Which means your authoritative zones shouldn't be local to the DNS cache on the web server. There's also the issue of distributing the authoritative data to a second machine anyway - no DNS system I've used knows how to distribute new zones to another server automagically. (I know there *are* a few, but IIRC the overhead is far greater than you'd gain by running full DNS on every box.... and most rely on, yep, an SQL database backend.)

FWIW, here we seem to getting along fine with our servers (10 that I can think of offhand that *need* responsive DNS service) all using the same two dnscache servers as our connectivity customers (dialup, DSL, cable, fibre, wireless, and various copper loop services).
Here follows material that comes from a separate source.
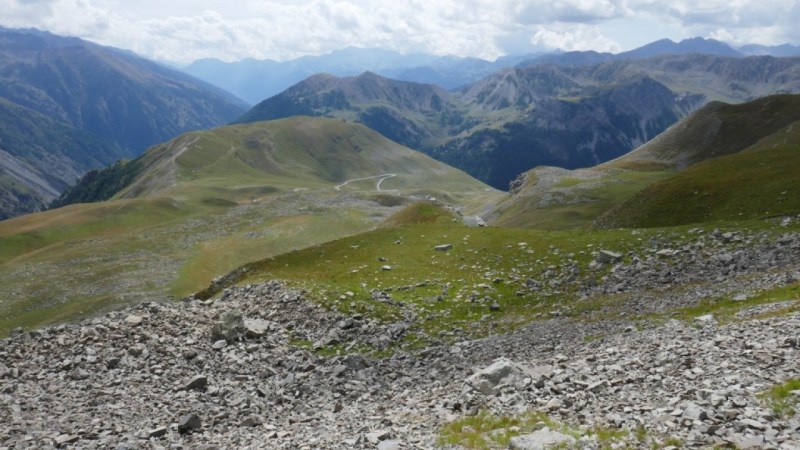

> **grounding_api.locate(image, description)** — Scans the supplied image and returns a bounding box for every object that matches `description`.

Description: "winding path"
[336,173,397,191]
Two of our four authoritative tinydns servers happen to be on the same physical machines as the caches (largely due to power capacity issues, IIRC), but they could just as well be separate machines; the caches don't have any special knowledge about the authoritative zones.
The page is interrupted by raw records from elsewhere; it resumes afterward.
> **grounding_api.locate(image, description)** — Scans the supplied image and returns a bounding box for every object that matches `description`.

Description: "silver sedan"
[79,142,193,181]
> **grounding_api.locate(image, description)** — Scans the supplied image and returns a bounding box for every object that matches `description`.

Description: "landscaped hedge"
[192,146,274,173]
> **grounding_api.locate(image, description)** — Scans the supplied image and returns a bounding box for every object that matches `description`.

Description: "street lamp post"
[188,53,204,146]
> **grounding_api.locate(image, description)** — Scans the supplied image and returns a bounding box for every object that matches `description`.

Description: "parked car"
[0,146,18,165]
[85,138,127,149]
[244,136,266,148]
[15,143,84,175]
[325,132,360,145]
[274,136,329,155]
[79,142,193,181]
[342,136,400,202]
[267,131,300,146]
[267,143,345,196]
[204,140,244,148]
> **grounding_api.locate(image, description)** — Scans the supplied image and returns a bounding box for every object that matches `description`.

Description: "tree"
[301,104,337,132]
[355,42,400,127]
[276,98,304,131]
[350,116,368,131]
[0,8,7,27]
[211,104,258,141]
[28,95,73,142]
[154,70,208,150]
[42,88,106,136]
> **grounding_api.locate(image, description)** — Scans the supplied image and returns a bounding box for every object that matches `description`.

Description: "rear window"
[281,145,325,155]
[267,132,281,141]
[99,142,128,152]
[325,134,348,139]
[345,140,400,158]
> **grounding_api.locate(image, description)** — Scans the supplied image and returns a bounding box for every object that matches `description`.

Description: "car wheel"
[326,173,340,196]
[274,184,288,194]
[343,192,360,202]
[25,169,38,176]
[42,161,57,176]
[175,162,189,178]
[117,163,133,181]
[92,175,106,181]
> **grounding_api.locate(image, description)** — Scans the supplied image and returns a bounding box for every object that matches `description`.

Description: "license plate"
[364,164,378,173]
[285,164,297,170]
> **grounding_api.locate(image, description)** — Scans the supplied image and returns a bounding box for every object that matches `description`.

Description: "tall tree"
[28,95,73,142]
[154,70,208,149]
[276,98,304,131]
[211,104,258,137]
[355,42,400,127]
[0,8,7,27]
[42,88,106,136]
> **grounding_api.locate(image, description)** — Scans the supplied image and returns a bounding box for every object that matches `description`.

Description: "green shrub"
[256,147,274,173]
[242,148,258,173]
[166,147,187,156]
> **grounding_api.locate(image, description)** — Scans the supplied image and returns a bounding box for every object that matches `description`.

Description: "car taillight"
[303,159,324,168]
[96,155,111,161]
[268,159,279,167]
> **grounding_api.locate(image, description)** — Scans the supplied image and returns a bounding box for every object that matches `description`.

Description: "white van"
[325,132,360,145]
- You will also be running a mail server on all of your servers to at
least receive mail for root.

mmmnope. nullmailer forwarding everything to a proper role account mailbox (or alias) is all you need (although nullmailer needs to be kicked once in a while IME). You *really* don't want to have to log into every single box to receive cronspam and other administrivia. (I've been there. It doesn't scale well beyond two or three machines.)
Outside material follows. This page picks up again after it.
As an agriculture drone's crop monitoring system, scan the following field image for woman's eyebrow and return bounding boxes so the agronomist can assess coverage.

Further, load spikes on one service can affect any others; if you have physically separate boxes for different services, your authoritative DNS won't stall out when you get a flood of spam coming in, and a sudden order-of-magnitude spike in web traffic to one site (linked from eg slashdot) won't kill your POP mail service (and SMTP, and webmail...).

I think you are really under-estimating the programming work here.
There's nothing really complicated, just YEARS of work, literally. Be
prepared to having half of the needed functions in 2 or 3 years of time.
In the past, I heard so many people pretending that they would write
such a panel, but at the end, only a handful ended with something that
practically does what it is supposed to be, because its just too much work.

I have to agree with this. I wrote a simple set of scripts to manage virtual hosting at one time, but the interface was pretty simpleminded. It was functional enough for a small ISP (~1500 dialup customers and a bit of domain hosting), and I opened the email management for domains to customers (add, remove, change password, change forwarding), but it still lacked a few things on the internal side (delete domain, make changes of any kind to DNS after initial domain addition), and never got integrated with any of the billing.

Our current billing system has been in use for a couple of years, after several years in development (and, IIRC, one false release some time before it really got put into full use), but it's *still* under active development - of course, it has to cope with all the new services we keep adding on as we buy smaller ISPs. <G>

On the other hand, it's only in the last 6 months or so that it's had any visibility into email accounts for hosted domains.

And this is with a more or less dedicated group all working on various aspects of the billing/recordkeeping side of the system - and another few people working on automation and scripting on the mail servers.